Justiça ou vingança?

O encarceramento excessivo demonstra a falência da justiça, enquanto a sociedade paga caro para satisfazer seu desejo de vingança

O Brasil prende muito, mal e sem objetivo. 

A superlotação dos presídios brasileiros é uma demonstração clara da ineficiência de nosso sistema de justiça. 

A sociedade paga uma conta muito alta para favorecer uma moral conveniente às classes dominantes e assume a responsabilidade por um sistema seletivo de punição, que privilegia o encarceramento dos mais fracos, permite a impunidade dos mais fortes e alimenta uma cadeia de equívocos que favorece as elites e massacra as classes menos privilegiadas, principalmente jovens, negros, pobres e de periferia.

Analisando pelo encarceramento, estaremos partindo do efeito para a causa, ou seja, é preciso entender que a opção por crimes que levam à necessidade de segregação é uma decisão política e atende a interesses maiores. 

Só para exemplificar, voltemos ao caso dos 80 tiros no carro do músico Evaldo Rosa, no Rio de Janeiro. Nos primeiros resultados do julgamento já podemos ver que: o que “atende” a sociedade é a condenação e o encarceramento do recruta, ou dos recrutas, que realizaram a ação, ou seja dispararam os tiros, enquanto a responsabilidade das autoridades que decidiram por colocá-los na rua sem o devido preparo, que priorizaram a ação de repressão aos crimes contra o patrimônio, em detrimento da defesa da vida, não entram na demanda judicial.

Com a terceira maior população carcerária do mundo, já em torno de 1 milhão de pessoas, das quais pelo menos um terço está preso por tráfico e com uma taxa de ocupação superior a 200%, o Brasil demonstra total falência em sua forma de atuar enquanto Estado garantidor da justiça.
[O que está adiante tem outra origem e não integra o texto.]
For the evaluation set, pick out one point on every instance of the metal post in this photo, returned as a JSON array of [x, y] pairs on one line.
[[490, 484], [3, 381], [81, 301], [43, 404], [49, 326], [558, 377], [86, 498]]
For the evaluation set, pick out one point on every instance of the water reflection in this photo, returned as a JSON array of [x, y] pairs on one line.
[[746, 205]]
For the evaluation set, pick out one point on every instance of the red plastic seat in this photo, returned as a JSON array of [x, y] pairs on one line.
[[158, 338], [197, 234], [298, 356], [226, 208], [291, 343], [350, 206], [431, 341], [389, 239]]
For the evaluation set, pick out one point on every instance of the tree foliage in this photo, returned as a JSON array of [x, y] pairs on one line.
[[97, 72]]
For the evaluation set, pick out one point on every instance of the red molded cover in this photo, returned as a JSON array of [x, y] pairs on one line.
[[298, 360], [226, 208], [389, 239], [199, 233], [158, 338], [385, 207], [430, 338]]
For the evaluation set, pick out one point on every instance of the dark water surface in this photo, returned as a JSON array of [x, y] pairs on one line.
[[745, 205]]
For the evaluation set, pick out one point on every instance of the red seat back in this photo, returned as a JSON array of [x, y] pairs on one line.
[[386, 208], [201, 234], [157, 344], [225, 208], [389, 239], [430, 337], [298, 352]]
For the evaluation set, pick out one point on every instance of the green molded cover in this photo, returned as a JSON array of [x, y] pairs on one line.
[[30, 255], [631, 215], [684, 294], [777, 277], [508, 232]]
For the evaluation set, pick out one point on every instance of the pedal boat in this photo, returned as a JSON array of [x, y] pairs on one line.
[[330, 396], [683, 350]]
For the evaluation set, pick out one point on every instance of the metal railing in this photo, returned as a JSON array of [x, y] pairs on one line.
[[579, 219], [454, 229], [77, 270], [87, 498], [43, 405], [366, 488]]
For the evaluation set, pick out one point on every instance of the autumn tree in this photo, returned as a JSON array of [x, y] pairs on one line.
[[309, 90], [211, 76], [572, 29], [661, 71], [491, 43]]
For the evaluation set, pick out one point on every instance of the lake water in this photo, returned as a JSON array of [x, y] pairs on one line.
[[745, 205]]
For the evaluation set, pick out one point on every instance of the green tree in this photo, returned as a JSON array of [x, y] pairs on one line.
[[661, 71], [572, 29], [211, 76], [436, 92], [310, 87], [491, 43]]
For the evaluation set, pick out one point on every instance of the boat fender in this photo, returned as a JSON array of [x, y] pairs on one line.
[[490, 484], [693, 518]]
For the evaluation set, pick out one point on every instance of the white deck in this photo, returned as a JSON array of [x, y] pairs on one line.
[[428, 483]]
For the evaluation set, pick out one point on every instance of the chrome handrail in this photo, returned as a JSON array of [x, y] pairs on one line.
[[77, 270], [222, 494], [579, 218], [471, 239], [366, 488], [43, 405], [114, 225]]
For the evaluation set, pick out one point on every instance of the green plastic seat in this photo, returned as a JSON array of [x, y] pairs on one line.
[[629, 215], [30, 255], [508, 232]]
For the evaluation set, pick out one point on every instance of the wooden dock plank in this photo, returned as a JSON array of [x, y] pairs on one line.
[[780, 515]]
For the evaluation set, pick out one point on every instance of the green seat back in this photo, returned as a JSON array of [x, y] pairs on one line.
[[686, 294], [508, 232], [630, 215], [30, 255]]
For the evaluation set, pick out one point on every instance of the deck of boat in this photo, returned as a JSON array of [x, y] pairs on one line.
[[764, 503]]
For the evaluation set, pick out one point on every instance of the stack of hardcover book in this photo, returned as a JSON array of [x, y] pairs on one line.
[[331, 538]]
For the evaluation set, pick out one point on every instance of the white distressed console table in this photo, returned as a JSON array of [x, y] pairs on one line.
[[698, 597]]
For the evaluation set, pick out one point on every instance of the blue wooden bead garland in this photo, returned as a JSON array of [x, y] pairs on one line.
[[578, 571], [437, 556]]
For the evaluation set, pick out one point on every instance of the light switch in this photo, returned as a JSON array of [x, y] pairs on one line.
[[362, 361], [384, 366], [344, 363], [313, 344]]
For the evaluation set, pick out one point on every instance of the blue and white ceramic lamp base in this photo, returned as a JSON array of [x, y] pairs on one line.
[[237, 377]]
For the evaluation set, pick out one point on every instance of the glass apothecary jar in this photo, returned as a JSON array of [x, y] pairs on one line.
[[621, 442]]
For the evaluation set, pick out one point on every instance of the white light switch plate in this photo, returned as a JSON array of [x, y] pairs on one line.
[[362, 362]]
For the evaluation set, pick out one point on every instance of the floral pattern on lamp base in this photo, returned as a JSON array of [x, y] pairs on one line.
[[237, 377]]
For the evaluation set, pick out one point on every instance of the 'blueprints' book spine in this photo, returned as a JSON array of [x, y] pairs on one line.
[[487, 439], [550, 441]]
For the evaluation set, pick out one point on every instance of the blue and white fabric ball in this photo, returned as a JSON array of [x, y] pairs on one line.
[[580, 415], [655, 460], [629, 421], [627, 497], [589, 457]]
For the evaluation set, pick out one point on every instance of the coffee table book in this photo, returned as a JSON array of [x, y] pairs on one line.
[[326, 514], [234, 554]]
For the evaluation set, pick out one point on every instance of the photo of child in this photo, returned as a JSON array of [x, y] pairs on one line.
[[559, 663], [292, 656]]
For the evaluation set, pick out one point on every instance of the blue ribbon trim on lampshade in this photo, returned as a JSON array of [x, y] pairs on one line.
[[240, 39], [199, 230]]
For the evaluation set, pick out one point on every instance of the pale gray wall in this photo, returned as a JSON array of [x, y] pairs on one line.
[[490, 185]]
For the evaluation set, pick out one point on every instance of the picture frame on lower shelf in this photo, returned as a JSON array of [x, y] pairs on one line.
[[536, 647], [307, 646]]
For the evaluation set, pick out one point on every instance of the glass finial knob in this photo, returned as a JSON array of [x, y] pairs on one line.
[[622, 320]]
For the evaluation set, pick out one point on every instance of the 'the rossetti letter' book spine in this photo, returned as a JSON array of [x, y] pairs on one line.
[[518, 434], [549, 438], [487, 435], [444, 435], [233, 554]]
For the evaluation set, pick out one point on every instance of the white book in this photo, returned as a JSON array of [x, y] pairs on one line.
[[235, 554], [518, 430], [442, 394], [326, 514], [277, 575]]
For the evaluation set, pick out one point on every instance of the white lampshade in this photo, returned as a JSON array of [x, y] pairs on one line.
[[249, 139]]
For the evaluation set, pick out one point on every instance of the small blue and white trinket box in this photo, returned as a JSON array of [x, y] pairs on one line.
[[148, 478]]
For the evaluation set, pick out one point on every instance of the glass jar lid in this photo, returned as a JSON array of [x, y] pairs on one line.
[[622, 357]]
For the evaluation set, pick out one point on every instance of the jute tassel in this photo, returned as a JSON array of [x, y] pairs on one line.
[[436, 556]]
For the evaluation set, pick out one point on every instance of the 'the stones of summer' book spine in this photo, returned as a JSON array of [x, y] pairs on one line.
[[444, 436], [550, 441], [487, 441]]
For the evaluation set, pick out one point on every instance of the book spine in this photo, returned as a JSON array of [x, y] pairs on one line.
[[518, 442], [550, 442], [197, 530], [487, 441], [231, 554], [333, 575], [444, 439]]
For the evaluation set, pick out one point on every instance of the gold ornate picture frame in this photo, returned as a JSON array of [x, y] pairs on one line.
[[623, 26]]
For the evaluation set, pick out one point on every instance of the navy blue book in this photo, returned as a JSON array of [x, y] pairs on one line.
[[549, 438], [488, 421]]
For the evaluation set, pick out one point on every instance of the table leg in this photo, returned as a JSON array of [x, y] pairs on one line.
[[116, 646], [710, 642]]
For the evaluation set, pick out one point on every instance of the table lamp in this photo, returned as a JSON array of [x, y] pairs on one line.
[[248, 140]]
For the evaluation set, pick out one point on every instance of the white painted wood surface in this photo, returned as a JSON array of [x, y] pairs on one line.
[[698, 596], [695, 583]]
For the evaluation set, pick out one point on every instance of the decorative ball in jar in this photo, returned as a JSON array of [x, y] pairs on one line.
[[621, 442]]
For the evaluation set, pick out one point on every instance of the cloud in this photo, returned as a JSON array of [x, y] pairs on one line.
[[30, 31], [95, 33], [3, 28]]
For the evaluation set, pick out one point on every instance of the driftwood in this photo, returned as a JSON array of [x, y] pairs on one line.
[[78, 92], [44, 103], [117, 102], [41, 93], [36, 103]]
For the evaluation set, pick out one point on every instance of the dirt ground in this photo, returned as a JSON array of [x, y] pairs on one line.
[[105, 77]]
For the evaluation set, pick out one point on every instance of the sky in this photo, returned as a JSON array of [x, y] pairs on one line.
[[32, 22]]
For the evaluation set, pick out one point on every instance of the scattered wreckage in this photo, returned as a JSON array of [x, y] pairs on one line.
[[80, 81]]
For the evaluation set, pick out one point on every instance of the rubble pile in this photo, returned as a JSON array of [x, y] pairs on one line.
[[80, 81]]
Não prioriza sua população, mas os interesses econômicos das elites, que se beneficiam em todas as situações.

A separação em drogas lícitas e ilícitas é puramente ideológica, não podemos comparar estragos do alcoolismo, do tabagismo e do consumo dos medicamentos “controlados”, com o das drogas ditas ilícitas, em termos do “universo de atingidos”. Contudo, quando voltamos para as consequências da proibição do tráfico (no sentido do trânsito) que, vale ressaltar, não impede sua circulação, mas multiplica exponencialmente os danos, precisamos buscar a rede de interesses na manutenção dessa ineficácia, na pergunta fundamental: quem ganha e quem perde? 

O uso da droga dita ilícita está para além das classes sociais, o comércio, desde a produção até o consumo final, também envolve todas as classes e, no tráfico, na repressão, nas condenações e no encarceramento existe um exército bem definido de peão e xadrez, onde as classes mais abastadas, em qualquer posição que estejam jogando, não tem, em nenhum desses momentos, o mesmo tratamento das classes mais baixas.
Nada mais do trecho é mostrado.